Functions used to preprocess time series (both X and y).
dsid = 'NATOPS'
X, y, splits = get_UCR_data(dsid, return_split=False)
tfms = [None, Categorize()]
dsets = TSDatasets(X, y, tfms=tfms, splits=splits)

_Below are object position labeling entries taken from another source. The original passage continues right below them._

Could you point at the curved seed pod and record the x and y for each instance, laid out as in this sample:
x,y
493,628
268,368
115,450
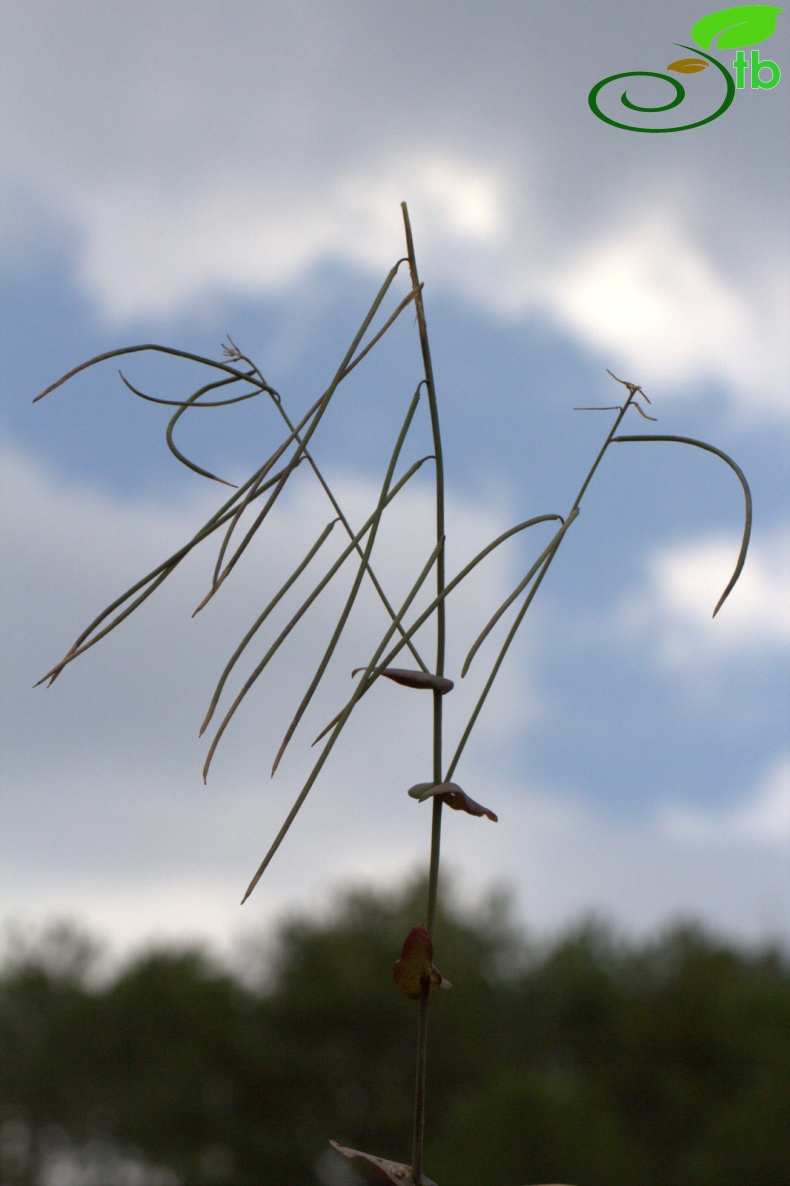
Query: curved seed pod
x,y
420,789
453,796
415,678
747,498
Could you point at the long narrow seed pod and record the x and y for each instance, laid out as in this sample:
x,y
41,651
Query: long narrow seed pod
x,y
448,588
747,499
161,571
357,581
327,491
336,732
137,350
522,585
319,410
261,618
275,645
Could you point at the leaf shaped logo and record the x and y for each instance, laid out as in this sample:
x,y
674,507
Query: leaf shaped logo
x,y
686,65
746,24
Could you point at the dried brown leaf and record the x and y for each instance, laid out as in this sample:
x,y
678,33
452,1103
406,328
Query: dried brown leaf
x,y
390,1171
415,678
453,796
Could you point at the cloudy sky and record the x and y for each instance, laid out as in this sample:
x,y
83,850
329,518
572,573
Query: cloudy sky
x,y
176,172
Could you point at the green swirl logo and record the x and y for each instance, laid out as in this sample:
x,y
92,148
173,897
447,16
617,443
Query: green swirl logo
x,y
744,25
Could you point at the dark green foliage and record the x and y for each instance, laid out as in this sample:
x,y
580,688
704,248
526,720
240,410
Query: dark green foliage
x,y
588,1060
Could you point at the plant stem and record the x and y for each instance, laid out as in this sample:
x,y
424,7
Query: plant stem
x,y
435,826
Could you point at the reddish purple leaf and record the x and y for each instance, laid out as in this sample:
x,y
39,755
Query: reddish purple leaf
x,y
414,973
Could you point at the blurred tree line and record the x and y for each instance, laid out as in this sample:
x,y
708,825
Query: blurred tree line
x,y
586,1060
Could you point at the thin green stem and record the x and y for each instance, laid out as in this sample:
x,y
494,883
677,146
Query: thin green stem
x,y
435,829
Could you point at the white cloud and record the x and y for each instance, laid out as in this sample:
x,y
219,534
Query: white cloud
x,y
174,249
109,820
682,582
648,291
188,172
762,821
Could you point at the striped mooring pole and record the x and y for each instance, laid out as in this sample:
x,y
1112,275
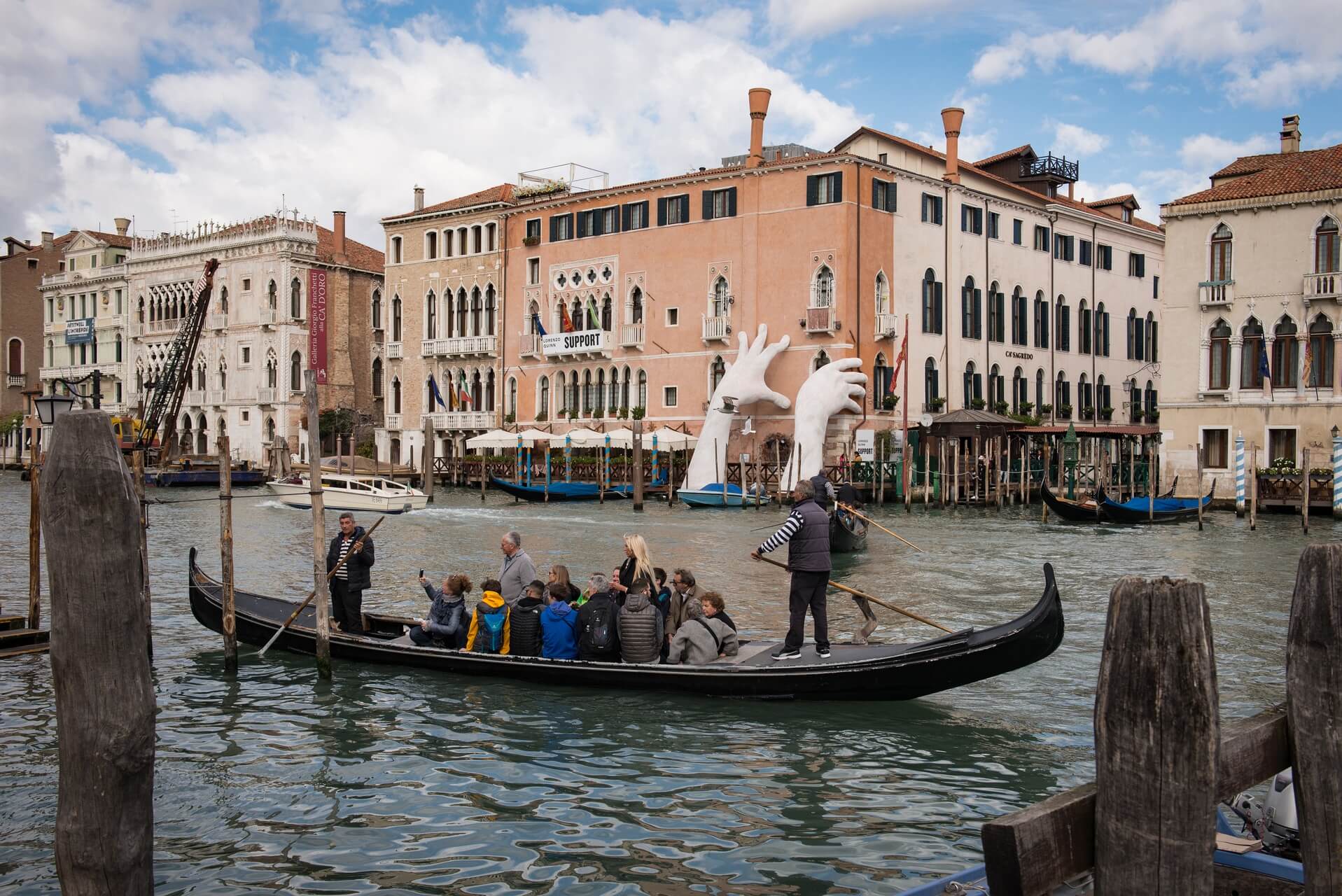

class ToNumpyCategory[source]

ToNumpyCategory(**kwargs) :: Transform

Categorize a numpy batch

t = ToNumpyCategory()
y_cat = t(y)
y_cat[:10]
array([3, 2, 2, 3, 2, 4, 0, 5, 2, 1])
test_eq(t.decode(tensor(y_cat)), y)
test_eq(t.decode(np.array(y_cat)), y)

class OneHot[source]

OneHot(n_classes=None, **kwargs) :: Transform

One-hot encode/ decode a batch

oh_encoder = OneHot()
y_cat = ToNumpyCategory()(y)
oht = oh_encoder(y_cat)
oht[:10]
array([[0., 0., 0., 1., 0., 0.],
       [0., 0., 1., 0., 0., 0.],
       [0., 0., 1., 0., 0., 0.],
       [0., 0., 0., 1., 0., 0.],
       [0., 0., 1., 0., 0., 0.],
       [0., 0., 0., 0., 1., 0.],
       [1., 0., 0., 0., 0., 0.],
       [0., 0., 0., 0., 0., 1.],
       [0., 0., 1., 0., 0., 0.],
       [0., 1., 0., 0., 0., 0.]])
n_classes = 10
n_samples = 100

t = torch.randint(0, n_classes, (n_samples,))
oh_encoder = OneHot()
oht = oh_encoder(t)
test_eq(oht.shape, (n_samples, n_classes))
test_eq(torch.argmax(oht, dim=-1), t)
test_eq(oh_encoder.decode(oht), t)
n_classes = 10
n_samples = 100

a = np.random.randint(0, n_classes, (n_samples,))
oh_encoder = OneHot()
oha = oh_encoder(a)
test_eq(oha.shape, (n_samples, n_classes))
test_eq(np.argmax(oha, axis=-1), a)
test_eq(oh_encoder.decode(oha), a)

class Nan2Value[source]

Nan2Value(value=0, median=True, by_sample_and_var=False) :: Transform

Replaces any nan values by a predefined value

o = TSTensor(torch.randn(16, 10, 100))
o[0,0] = float('nan')
o[o > .9] = float('nan')
o[[0,1,5,8,14,15], :, -20:] = float('nan')
nan_vals1 = torch.isnan(o).sum()
o2 = Pipeline(Nan2Value(median=True, by_sample_and_var=True), split_idx=0)(o.clone())
nan_vals2 = torch.isnan(o2).sum()
test_ne(nan_vals1, 0)
test_eq(nan_vals2, 0)

class TSStandardize[source]

TSStandardize(mean=None, std=None, by_sample=False, by_var=False, by_step=False, eps=1e-08, verbose=False) :: Transform

Standardizes batch of type TSTensor

Tensor.mul_min[source]

Tensor.mul_min(x:NumpyTensor'>), axes=(), keepdim=False)

TSTensor.mul_min[source]

TSTensor.mul_min(x:NumpyTensor'>), axes=(), keepdim=False)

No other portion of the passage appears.